Reference pricing. Reference pricing is another option under a single-payer system whereby prices for prescription drugs are based on the prices of drugs in a reference group, which could be an internal reference group of drugs in the same therapeutic class or an external reference group of peer countries. The reference price could be used as a benchmark for setting or negotiating prices. For example, the reference price could be the maximum amount that a single-payer health plan would contribute to the cost of a drug. The report points out that Canada and many European countries use the internal and external reference pricing approach. The report, however, notes that although the use of external reference pricing has generally been associated with a decrease in drug prices and lower spending by the government and patients in countries that use that approach, a possible trade-off is delayed market access to new drugs as a drug typically cannot be launched in a country that uses external reference pricing until it has been launched in the reference countries.
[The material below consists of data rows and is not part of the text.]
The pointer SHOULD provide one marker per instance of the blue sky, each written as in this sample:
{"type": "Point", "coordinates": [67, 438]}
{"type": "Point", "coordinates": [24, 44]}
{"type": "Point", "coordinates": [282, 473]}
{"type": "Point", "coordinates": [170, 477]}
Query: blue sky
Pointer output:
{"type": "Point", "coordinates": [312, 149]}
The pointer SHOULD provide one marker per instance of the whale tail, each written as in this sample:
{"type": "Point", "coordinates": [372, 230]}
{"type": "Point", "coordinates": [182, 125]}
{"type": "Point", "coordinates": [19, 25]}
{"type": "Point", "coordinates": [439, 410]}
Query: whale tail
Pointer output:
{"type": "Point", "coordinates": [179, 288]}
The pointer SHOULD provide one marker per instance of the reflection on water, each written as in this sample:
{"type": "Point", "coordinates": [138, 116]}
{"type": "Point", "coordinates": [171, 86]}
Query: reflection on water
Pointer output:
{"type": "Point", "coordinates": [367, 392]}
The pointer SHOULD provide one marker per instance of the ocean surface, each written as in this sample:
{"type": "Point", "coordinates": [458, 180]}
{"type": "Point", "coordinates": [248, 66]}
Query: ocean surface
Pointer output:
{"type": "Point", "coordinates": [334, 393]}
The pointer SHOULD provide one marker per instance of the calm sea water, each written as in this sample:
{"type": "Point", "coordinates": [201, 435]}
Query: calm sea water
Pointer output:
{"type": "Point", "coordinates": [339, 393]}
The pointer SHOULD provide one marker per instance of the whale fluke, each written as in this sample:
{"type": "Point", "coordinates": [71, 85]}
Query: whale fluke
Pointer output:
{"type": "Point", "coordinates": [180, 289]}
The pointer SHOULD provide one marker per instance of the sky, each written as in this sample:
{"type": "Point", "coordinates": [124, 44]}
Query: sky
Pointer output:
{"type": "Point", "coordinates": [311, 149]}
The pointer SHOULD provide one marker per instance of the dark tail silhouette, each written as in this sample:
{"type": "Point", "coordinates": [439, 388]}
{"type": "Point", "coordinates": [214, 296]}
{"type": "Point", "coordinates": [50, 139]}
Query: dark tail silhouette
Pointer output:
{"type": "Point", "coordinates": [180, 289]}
Administered pricing. A final approach, notes the CBO report, is that a single-payer system could base the prices for existing prescription drugs on current administered prices and use alternative methods to price new drugs. For example, the system could use the average of the current Federal Supply Schedule (FSS), Medicaid, and Medicare Part D (the prescription-drug benefit under Medicare) prices as a starting point for drugs already on the market, and the prices could increase annually with some measure of inflation.

The CBO report says that using an average of FSS, Medicaid, and Medicare Part D prices to set prices for existing drugs would result in prices that are significantly lower than the average prices that exist today because, under current law, FSS and Medicaid pricing is based either on a drug product’s lowest price paid to any commercial insurer or on statutory requirements. The single-payer system could base prices for new drugs on an assessment of their cost-effectiveness or comparative effectiveness or on a reference price.

Impact on drug manufacturers

The CBO report explains that the impact on drug manufacturers for any payment option under a single-payer system would depend on the payer mix of a given company for its products. For example, if the single-payer system used an average of FSS, Medicaid, and Medicare Part D prescription drug prices, the average price would probably decline for drugs that are currently purchased mostly by people with commercial insurance, but the average price might increase for drugs currently purchased mostly by Medicaid enrollees (with some exceptions) and by the Veterans Health Administration.

The report further points out that the impact of a single-payer system on manufacturers is uncertain because pharmaceutical products are sold globally. If average prescription drug prices fell under a single-payer system in the US, “manufacturers might be able to counter at least some of those declines in average US prices if they could convince health systems in other countries to raise their prices,” according to the CBO report. “If manufacturers could not offset the price decline in the US by obtaining higher prices in other countries, they might reduce research and development of new drug products.” The report offers as an example that if a single-payer system paid for a new drug on the basis of its additional benefit their relative to existing drugs, manufacturers might refocus research and development on drugs that provide significant additional benefits instead of drugs that provide marginal improvements over other existing drugs.